St Mary's Church is in the village of Long Crichel, Dorset, England. It is a redundant Anglican parish church that has been under the care of the Friends of Friendless Churches since 2010. The church is recorded in the National Heritage List for England as a designated Grade II listed building.

==History==

The tower of the church dates from the 15th century, and the rest of the church was rebuilt in 1851. It was declared redundant on 1 July 2003, and was vested in the Friends of Friendless Churches during 2010.

==Architecture==

The church is constructed in bands of ashlar and flint, with ashlar dressings. Its roofs are tiled; it has stone slate at the margins, and stone copings. The plan consists of a nave, an apsidal chancel, north and south transepts, and a west tower. The tower is Perpendicular in style. It is in two stages, with diagonal buttresses on the west corners, and a stair turret to the north. In its lower stage is a three-light west window and a south doorway with a gabled porch inscribed with a bishop's mitre. In the upper stage are two-light bell openings with pointed heads.

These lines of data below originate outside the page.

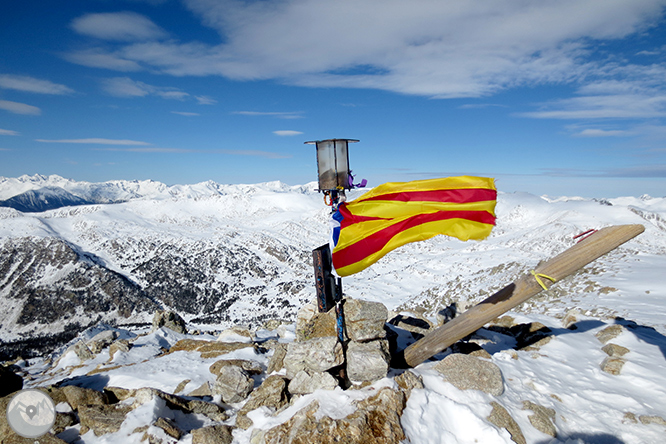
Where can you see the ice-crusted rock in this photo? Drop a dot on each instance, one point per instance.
(470, 373)
(612, 365)
(10, 382)
(315, 355)
(500, 417)
(364, 320)
(233, 383)
(170, 320)
(304, 382)
(121, 345)
(542, 419)
(610, 332)
(409, 381)
(614, 350)
(217, 434)
(376, 420)
(367, 361)
(102, 340)
(77, 396)
(252, 367)
(272, 393)
(102, 419)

At the summit of the tower is an embattled parapet, pinnacles, and gargoyles. Along the sides of the nave are square-headed two-light windows. The south transept has a brattished parapet. It contains a two-light south window, a single-light west window, and a door on the east side. In the north transept are lancet windows on the east and west sides, a traceried window on the north side, and an east door. The chancel has buttresses rising to crocketed pinnacles, an openwork parapet, and single-light windows.

The interior of the church is more Georgian than Gothic Revival in style. The octagonal font dates from the 15th century, and is in Purbeck marble. Also in the church is a memorial brass dating from about 1360.